Since the defendant had knowledge that Dr. Rosecan attended the plaintiff, the defendant was not warranted in assuming what the examination disclosed or the nature of Dr. Rosecan's conclusions. If there was prejudice or surprise it was, at least in part, due to failure of the defendant to inquire more fully into the nature and significance of this examination.

This question is related to the alleged error involving the court's failure to allow the defendant an independent medical examination relating to the plaintiff's claim of organic brain damage. The plaintiff asserts that "good cause" has not been shown in compliance with Supreme Court Rule 17-1. The defendant claims that a denial of the examination was error, contending that "good cause" was shown and because of the element of surprise to it. The defendant's only medical witness, Dr. Herbert E. Rosenbaum, testified to certain tests given Mr. Buckler which failed to indicate any evidence of brain damage. On cross-examination, Dr. Rosenbaum testified that loss of taste and hearing was not indicative of organic brain damage.

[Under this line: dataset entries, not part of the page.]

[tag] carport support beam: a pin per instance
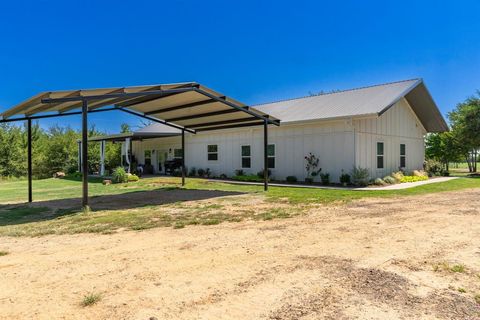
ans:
(183, 157)
(29, 158)
(84, 153)
(265, 155)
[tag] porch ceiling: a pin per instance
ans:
(187, 105)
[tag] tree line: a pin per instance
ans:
(53, 149)
(462, 142)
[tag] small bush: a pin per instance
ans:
(419, 173)
(325, 177)
(397, 175)
(119, 175)
(239, 172)
(260, 173)
(413, 179)
(389, 180)
(291, 179)
(91, 299)
(345, 178)
(360, 176)
(248, 178)
(132, 177)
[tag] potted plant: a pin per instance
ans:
(311, 167)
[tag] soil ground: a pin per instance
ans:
(414, 257)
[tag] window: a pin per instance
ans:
(148, 157)
(403, 156)
(212, 151)
(246, 157)
(271, 156)
(380, 153)
(177, 153)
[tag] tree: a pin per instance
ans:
(465, 121)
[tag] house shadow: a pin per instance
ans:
(20, 213)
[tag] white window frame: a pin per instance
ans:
(274, 155)
(246, 157)
(211, 152)
(404, 156)
(380, 155)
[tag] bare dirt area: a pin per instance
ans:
(392, 258)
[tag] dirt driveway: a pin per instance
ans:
(396, 258)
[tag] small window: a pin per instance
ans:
(212, 152)
(271, 156)
(403, 156)
(246, 157)
(148, 157)
(380, 155)
(177, 153)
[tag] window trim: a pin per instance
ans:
(404, 155)
(274, 155)
(246, 157)
(377, 155)
(174, 156)
(212, 152)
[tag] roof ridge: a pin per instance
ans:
(334, 92)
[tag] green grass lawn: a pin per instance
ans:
(52, 215)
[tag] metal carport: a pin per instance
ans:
(185, 106)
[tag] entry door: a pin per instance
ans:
(162, 156)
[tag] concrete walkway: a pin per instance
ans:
(398, 186)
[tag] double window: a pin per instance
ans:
(403, 155)
(380, 155)
(177, 153)
(271, 156)
(246, 157)
(212, 152)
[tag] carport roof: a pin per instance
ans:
(187, 105)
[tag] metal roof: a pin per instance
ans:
(186, 105)
(360, 102)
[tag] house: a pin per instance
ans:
(380, 127)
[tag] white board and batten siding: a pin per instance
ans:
(398, 125)
(339, 145)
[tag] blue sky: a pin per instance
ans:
(254, 51)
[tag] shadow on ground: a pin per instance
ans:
(11, 214)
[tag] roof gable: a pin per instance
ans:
(366, 101)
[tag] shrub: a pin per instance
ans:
(312, 165)
(360, 176)
(260, 173)
(239, 172)
(389, 180)
(291, 179)
(119, 175)
(248, 178)
(345, 178)
(413, 179)
(397, 175)
(433, 167)
(132, 177)
(419, 173)
(325, 177)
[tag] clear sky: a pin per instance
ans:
(254, 51)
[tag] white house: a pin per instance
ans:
(380, 127)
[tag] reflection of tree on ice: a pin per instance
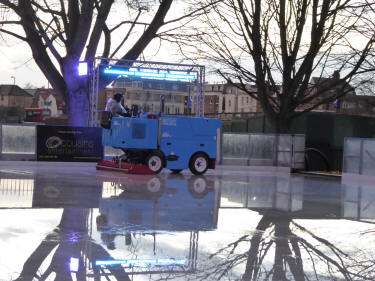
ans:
(322, 259)
(72, 241)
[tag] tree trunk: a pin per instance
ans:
(77, 94)
(78, 107)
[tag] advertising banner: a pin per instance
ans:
(66, 143)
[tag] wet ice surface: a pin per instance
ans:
(60, 221)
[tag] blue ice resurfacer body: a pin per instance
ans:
(173, 142)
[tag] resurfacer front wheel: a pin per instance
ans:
(154, 161)
(198, 164)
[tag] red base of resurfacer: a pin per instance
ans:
(128, 168)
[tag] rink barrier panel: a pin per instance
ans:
(18, 142)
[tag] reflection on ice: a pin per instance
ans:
(255, 226)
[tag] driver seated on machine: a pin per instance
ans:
(115, 107)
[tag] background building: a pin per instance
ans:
(145, 93)
(14, 96)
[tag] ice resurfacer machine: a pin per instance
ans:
(162, 141)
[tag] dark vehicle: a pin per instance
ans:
(37, 114)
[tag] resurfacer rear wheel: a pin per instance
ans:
(154, 161)
(198, 164)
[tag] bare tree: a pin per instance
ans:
(279, 45)
(61, 33)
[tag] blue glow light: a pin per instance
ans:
(74, 264)
(145, 74)
(82, 68)
(143, 262)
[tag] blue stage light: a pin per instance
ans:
(145, 74)
(142, 262)
(82, 68)
(74, 264)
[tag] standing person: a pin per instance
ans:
(114, 106)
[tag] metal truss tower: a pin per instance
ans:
(143, 69)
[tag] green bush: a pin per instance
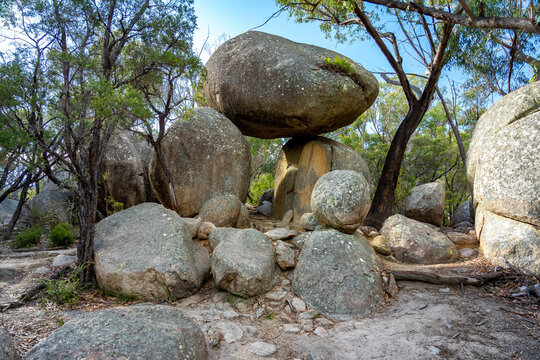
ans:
(66, 289)
(261, 183)
(28, 237)
(61, 235)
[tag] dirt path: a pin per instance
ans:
(423, 322)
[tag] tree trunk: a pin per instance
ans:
(18, 210)
(381, 206)
(85, 249)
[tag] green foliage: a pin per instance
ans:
(61, 235)
(115, 205)
(27, 237)
(65, 290)
(261, 183)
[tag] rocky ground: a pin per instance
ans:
(423, 321)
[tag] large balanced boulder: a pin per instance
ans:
(337, 275)
(502, 166)
(122, 173)
(301, 162)
(206, 156)
(135, 332)
(148, 251)
(272, 87)
(341, 200)
(243, 263)
(414, 242)
(426, 203)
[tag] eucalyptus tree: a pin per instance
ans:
(87, 51)
(434, 26)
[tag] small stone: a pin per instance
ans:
(309, 221)
(285, 283)
(277, 295)
(467, 253)
(299, 240)
(298, 305)
(265, 208)
(287, 217)
(307, 325)
(291, 328)
(381, 245)
(434, 350)
(323, 322)
(42, 270)
(204, 230)
(62, 260)
(310, 314)
(193, 224)
(285, 256)
(320, 331)
(281, 234)
(262, 349)
(230, 331)
(392, 288)
(250, 330)
(230, 314)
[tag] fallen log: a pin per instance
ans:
(32, 292)
(427, 275)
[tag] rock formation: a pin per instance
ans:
(301, 162)
(502, 166)
(272, 87)
(207, 156)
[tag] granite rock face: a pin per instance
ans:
(243, 263)
(139, 331)
(147, 251)
(426, 203)
(415, 242)
(123, 173)
(207, 156)
(301, 162)
(272, 87)
(502, 166)
(505, 241)
(341, 200)
(337, 275)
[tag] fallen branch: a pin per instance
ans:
(428, 276)
(30, 294)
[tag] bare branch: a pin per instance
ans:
(522, 24)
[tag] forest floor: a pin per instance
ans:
(423, 321)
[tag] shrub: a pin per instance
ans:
(61, 235)
(28, 237)
(66, 289)
(261, 183)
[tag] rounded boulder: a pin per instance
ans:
(206, 156)
(341, 200)
(273, 87)
(134, 332)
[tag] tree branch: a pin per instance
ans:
(522, 24)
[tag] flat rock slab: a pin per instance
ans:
(135, 332)
(272, 87)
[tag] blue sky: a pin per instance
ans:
(217, 17)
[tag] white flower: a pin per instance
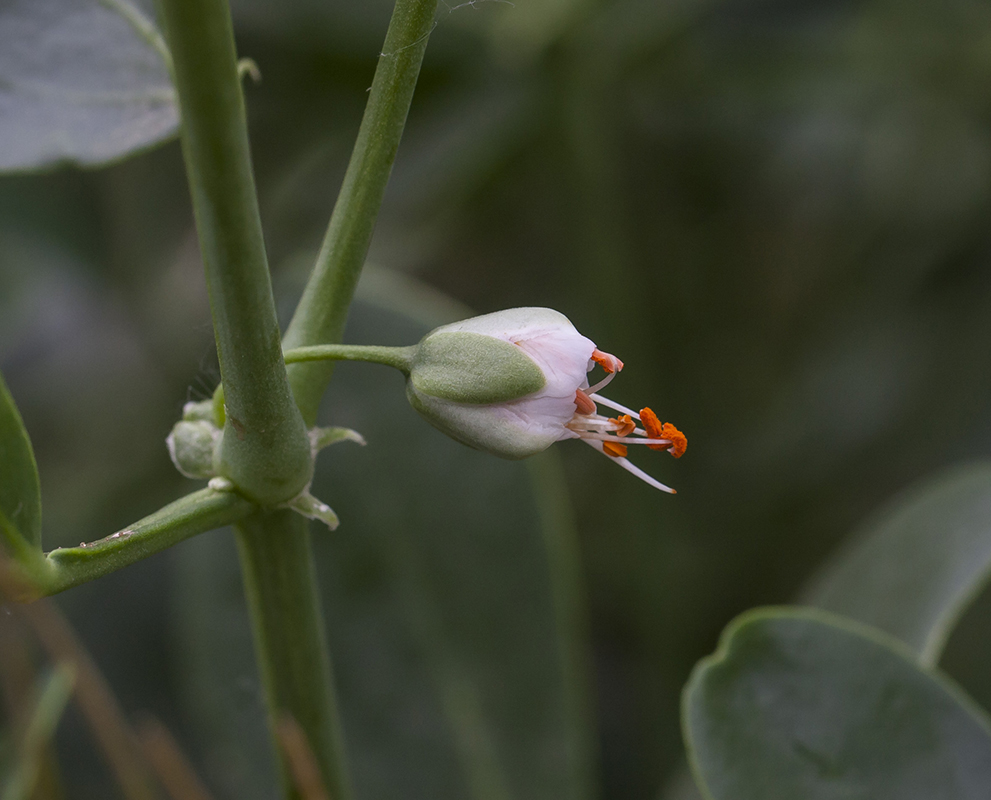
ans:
(514, 382)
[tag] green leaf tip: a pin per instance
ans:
(800, 703)
(20, 489)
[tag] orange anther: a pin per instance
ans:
(584, 403)
(679, 442)
(625, 425)
(656, 430)
(607, 361)
(613, 449)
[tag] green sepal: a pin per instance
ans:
(467, 367)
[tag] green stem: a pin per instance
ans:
(193, 514)
(265, 452)
(323, 309)
(279, 582)
(400, 358)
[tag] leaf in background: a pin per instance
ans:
(52, 695)
(20, 491)
(797, 703)
(439, 592)
(81, 81)
(913, 570)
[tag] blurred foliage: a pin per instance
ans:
(773, 212)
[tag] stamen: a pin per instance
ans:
(584, 403)
(655, 444)
(653, 426)
(625, 464)
(612, 449)
(607, 361)
(598, 398)
(601, 384)
(658, 430)
(624, 425)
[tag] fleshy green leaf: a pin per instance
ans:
(454, 678)
(913, 569)
(20, 491)
(797, 703)
(52, 696)
(81, 81)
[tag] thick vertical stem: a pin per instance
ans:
(265, 450)
(279, 582)
(322, 311)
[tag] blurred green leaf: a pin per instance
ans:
(20, 491)
(443, 622)
(81, 81)
(53, 693)
(915, 567)
(797, 703)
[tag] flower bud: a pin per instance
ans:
(514, 382)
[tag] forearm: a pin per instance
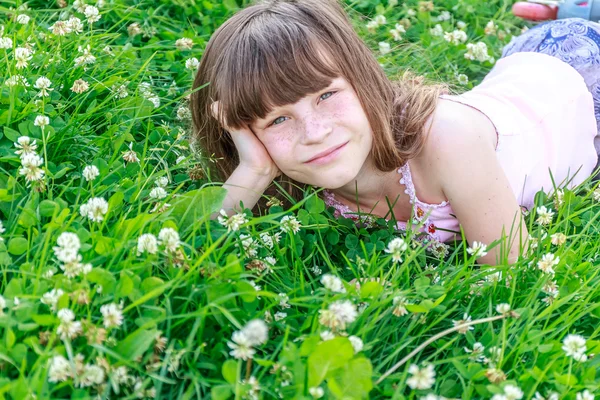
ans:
(246, 186)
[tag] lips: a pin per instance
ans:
(326, 152)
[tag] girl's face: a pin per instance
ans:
(296, 134)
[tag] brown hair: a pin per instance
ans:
(276, 52)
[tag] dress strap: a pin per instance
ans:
(406, 180)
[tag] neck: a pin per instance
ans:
(370, 187)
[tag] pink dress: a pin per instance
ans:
(544, 118)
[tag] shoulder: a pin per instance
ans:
(455, 130)
(457, 137)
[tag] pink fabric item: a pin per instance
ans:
(544, 117)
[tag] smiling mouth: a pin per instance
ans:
(329, 154)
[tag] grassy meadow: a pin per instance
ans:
(115, 283)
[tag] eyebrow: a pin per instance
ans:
(267, 117)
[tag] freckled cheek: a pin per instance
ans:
(281, 149)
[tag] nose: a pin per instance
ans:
(316, 129)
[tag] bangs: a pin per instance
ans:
(272, 63)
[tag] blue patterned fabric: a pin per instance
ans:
(575, 41)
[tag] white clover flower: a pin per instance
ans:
(585, 395)
(169, 238)
(511, 392)
(478, 51)
(266, 239)
(66, 315)
(147, 243)
(384, 47)
(558, 239)
(90, 172)
(476, 354)
(477, 249)
(92, 14)
(547, 263)
(316, 392)
(333, 283)
(183, 113)
(380, 19)
(192, 64)
(17, 80)
(232, 223)
(422, 378)
(43, 85)
(280, 315)
(130, 155)
(5, 43)
(184, 44)
(444, 16)
(31, 167)
(574, 346)
(158, 193)
(596, 194)
(461, 324)
(326, 335)
(95, 209)
(290, 224)
(145, 90)
(462, 79)
(163, 181)
(87, 58)
(241, 347)
(455, 37)
(41, 121)
(249, 245)
(2, 304)
(79, 86)
(345, 311)
(68, 247)
(396, 247)
(75, 25)
(437, 30)
(256, 332)
(23, 19)
(60, 28)
(357, 343)
(490, 28)
(119, 91)
(51, 298)
(92, 375)
(400, 304)
(68, 328)
(25, 146)
(59, 369)
(544, 215)
(113, 315)
(503, 308)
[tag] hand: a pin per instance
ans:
(533, 11)
(252, 153)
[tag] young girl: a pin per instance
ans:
(287, 90)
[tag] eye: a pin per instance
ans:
(274, 123)
(332, 93)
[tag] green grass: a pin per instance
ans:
(182, 303)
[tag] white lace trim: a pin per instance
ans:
(406, 180)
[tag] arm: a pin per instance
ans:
(480, 194)
(243, 185)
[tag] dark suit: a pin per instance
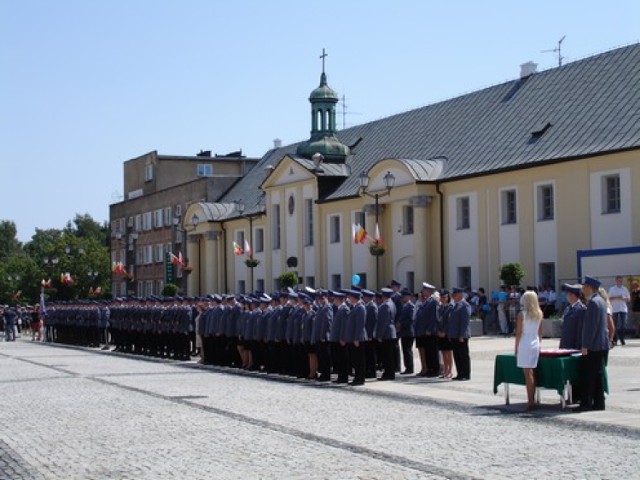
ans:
(572, 319)
(407, 335)
(596, 341)
(459, 334)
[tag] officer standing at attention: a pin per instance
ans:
(459, 333)
(356, 336)
(370, 344)
(386, 334)
(595, 343)
(572, 318)
(406, 330)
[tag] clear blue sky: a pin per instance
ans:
(87, 85)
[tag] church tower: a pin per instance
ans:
(323, 124)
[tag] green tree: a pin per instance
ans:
(512, 274)
(9, 243)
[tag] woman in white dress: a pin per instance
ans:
(528, 335)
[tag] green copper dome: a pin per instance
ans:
(324, 91)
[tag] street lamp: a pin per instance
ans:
(389, 180)
(241, 208)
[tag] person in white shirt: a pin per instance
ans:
(619, 297)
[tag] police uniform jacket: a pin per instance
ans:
(572, 321)
(594, 328)
(459, 321)
(405, 320)
(385, 326)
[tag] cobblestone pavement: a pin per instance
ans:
(79, 414)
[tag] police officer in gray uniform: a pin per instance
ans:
(572, 318)
(386, 334)
(595, 344)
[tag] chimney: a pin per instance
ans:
(528, 69)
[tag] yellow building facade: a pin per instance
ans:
(479, 181)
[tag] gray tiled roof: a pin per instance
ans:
(592, 106)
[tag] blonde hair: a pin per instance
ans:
(530, 304)
(603, 293)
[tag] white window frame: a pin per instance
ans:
(276, 224)
(608, 190)
(543, 192)
(204, 170)
(148, 172)
(408, 220)
(308, 222)
(463, 213)
(505, 206)
(334, 229)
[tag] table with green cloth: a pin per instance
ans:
(559, 373)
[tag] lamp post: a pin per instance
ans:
(389, 181)
(240, 206)
(194, 224)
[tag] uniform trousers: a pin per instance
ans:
(358, 361)
(461, 357)
(388, 358)
(407, 353)
(432, 357)
(592, 379)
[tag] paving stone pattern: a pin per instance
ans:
(77, 414)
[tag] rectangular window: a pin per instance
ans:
(147, 221)
(258, 240)
(159, 252)
(545, 202)
(611, 194)
(308, 222)
(463, 218)
(509, 207)
(276, 227)
(464, 277)
(205, 170)
(167, 218)
(148, 172)
(334, 228)
(157, 220)
(407, 220)
(548, 274)
(411, 278)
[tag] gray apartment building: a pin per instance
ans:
(145, 225)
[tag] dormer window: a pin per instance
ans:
(205, 170)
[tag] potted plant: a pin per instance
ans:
(252, 262)
(376, 248)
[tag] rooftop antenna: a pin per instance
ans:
(557, 50)
(343, 102)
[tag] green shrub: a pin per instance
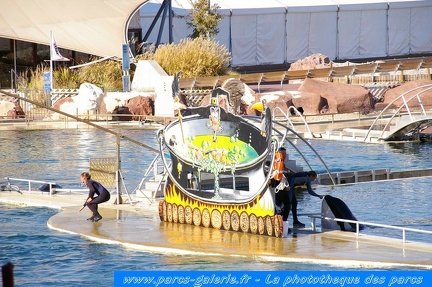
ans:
(106, 75)
(199, 57)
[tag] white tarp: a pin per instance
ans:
(409, 25)
(97, 27)
(362, 30)
(256, 32)
(317, 21)
(278, 31)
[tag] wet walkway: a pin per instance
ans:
(139, 227)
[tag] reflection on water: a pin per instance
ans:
(46, 256)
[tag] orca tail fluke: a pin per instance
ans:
(333, 207)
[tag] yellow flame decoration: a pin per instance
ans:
(256, 206)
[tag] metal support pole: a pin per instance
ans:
(118, 175)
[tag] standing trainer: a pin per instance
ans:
(97, 194)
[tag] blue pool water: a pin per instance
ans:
(44, 257)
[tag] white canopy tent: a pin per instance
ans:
(256, 32)
(278, 31)
(97, 27)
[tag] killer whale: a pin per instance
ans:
(333, 207)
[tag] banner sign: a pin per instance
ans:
(273, 278)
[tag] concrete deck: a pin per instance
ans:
(138, 226)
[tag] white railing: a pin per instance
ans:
(313, 217)
(51, 185)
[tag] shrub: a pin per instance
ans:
(194, 57)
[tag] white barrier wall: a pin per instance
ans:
(260, 32)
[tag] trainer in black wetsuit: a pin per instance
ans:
(95, 188)
(300, 178)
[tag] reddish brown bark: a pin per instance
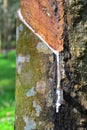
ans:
(46, 17)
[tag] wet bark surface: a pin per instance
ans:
(37, 78)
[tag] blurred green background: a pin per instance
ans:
(7, 62)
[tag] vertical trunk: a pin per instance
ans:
(36, 77)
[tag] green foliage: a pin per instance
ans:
(7, 91)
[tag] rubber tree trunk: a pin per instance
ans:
(33, 83)
(36, 78)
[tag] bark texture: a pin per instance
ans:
(47, 18)
(36, 77)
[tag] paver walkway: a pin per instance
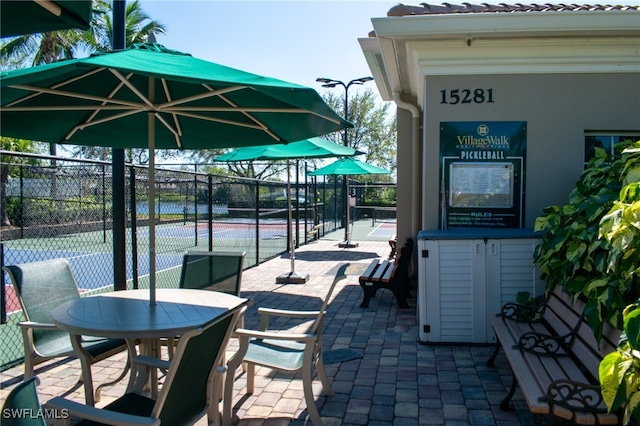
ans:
(398, 381)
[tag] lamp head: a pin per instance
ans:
(362, 80)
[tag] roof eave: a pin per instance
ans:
(524, 24)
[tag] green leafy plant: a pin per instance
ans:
(619, 371)
(572, 252)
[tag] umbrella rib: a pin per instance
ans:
(204, 95)
(102, 120)
(41, 90)
(55, 86)
(231, 122)
(131, 87)
(246, 114)
(171, 129)
(113, 92)
(178, 129)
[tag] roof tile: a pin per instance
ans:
(447, 8)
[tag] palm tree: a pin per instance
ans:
(138, 26)
(43, 48)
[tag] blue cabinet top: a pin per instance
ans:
(477, 234)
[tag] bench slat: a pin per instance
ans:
(367, 273)
(535, 373)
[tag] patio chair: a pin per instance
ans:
(22, 405)
(215, 271)
(189, 388)
(283, 350)
(40, 287)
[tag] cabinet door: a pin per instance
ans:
(510, 270)
(454, 299)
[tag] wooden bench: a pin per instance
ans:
(314, 233)
(393, 241)
(392, 274)
(554, 358)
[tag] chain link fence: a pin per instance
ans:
(56, 207)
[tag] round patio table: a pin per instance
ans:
(128, 315)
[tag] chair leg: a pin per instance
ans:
(322, 374)
(85, 364)
(232, 366)
(251, 373)
(131, 353)
(314, 416)
(216, 381)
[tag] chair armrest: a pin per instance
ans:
(99, 415)
(243, 333)
(285, 313)
(37, 325)
(151, 361)
(267, 313)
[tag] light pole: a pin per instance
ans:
(330, 83)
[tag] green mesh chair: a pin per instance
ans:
(22, 406)
(40, 287)
(189, 387)
(217, 271)
(283, 350)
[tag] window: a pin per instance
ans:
(607, 141)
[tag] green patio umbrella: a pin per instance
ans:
(348, 166)
(309, 148)
(148, 96)
(40, 16)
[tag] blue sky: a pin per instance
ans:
(295, 41)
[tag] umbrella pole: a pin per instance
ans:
(347, 243)
(291, 277)
(152, 198)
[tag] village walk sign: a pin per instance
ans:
(482, 170)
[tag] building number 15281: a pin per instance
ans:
(466, 96)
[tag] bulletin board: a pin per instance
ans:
(482, 174)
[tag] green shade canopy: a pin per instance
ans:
(40, 16)
(104, 100)
(348, 166)
(308, 148)
(151, 97)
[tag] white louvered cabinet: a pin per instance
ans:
(466, 275)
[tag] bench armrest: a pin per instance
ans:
(544, 344)
(522, 313)
(570, 394)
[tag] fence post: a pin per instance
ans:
(210, 211)
(257, 222)
(134, 227)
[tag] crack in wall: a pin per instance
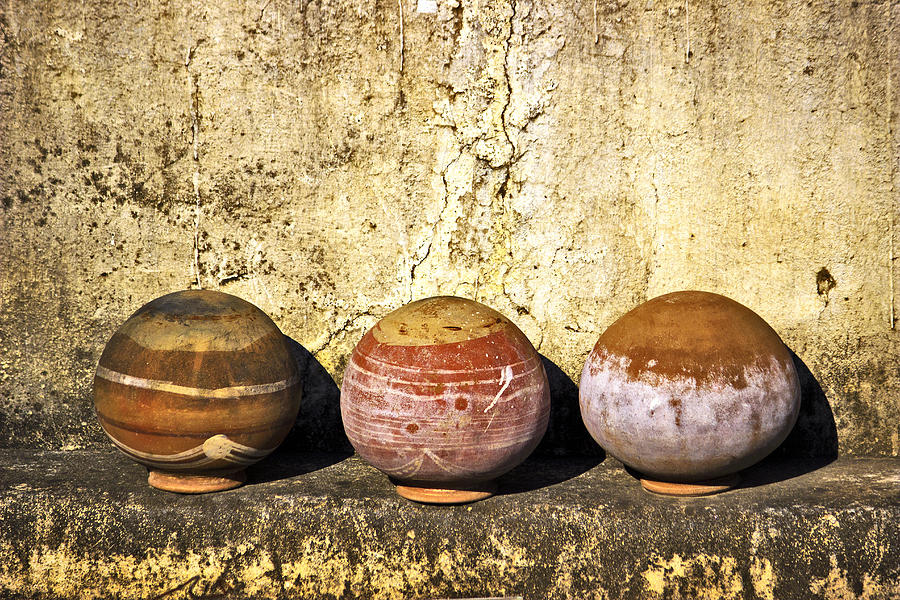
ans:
(194, 111)
(342, 329)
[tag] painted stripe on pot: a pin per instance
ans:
(168, 386)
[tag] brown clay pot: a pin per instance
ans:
(689, 388)
(197, 385)
(444, 395)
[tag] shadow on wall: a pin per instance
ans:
(317, 439)
(812, 443)
(566, 435)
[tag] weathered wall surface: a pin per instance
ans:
(559, 161)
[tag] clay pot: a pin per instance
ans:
(197, 385)
(689, 388)
(444, 395)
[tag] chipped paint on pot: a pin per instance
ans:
(197, 385)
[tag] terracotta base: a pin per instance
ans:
(446, 495)
(698, 488)
(184, 483)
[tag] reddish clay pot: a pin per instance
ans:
(444, 395)
(689, 388)
(197, 385)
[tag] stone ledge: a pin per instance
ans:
(84, 524)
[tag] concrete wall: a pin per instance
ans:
(559, 161)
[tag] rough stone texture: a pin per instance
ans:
(559, 161)
(84, 524)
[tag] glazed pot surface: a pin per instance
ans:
(197, 383)
(689, 386)
(445, 393)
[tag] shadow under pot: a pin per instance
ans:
(197, 385)
(689, 389)
(444, 395)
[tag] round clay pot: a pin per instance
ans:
(197, 385)
(444, 395)
(689, 388)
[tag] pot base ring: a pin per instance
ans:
(446, 495)
(697, 488)
(185, 483)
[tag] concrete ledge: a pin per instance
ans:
(86, 525)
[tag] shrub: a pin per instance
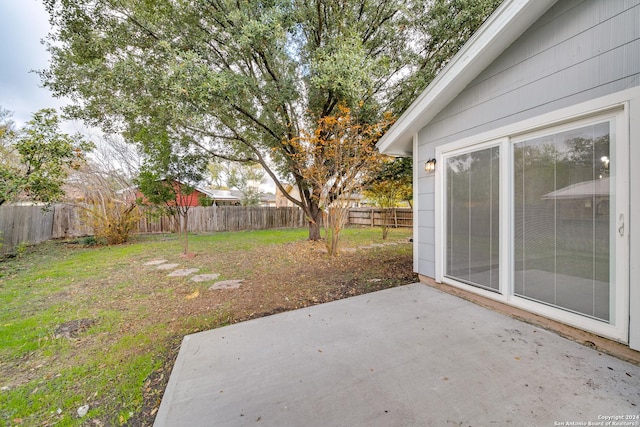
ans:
(112, 220)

There is no evidence of wilful concealment of an element of damages or of a prospective witness. The plaintiff's witness was known to the defendant prior to the time that suit was filed. Failure to pursue more exhaustive discovery procedure should not require the exclusion of material evidence or require suspension of all legal proceedings to allow the defendant to obtain expert rebuttal testimony. Perhaps a continuance, another physical examination, exclusion of Dr. Rosecan as a witness were possible appropriate sanctions. However, we cannot say that the trial court abused its discretion in failing to invoke them under the circumstances of this case. Even if we were to find an abuse of discretion by the trial court in a case where there is no question of liability, and where the injuries are serious, the wide latitude afforded a jury in assessing damages would preclude a finding of prejudicial error unless the abuse was clear and the prejudice apparent.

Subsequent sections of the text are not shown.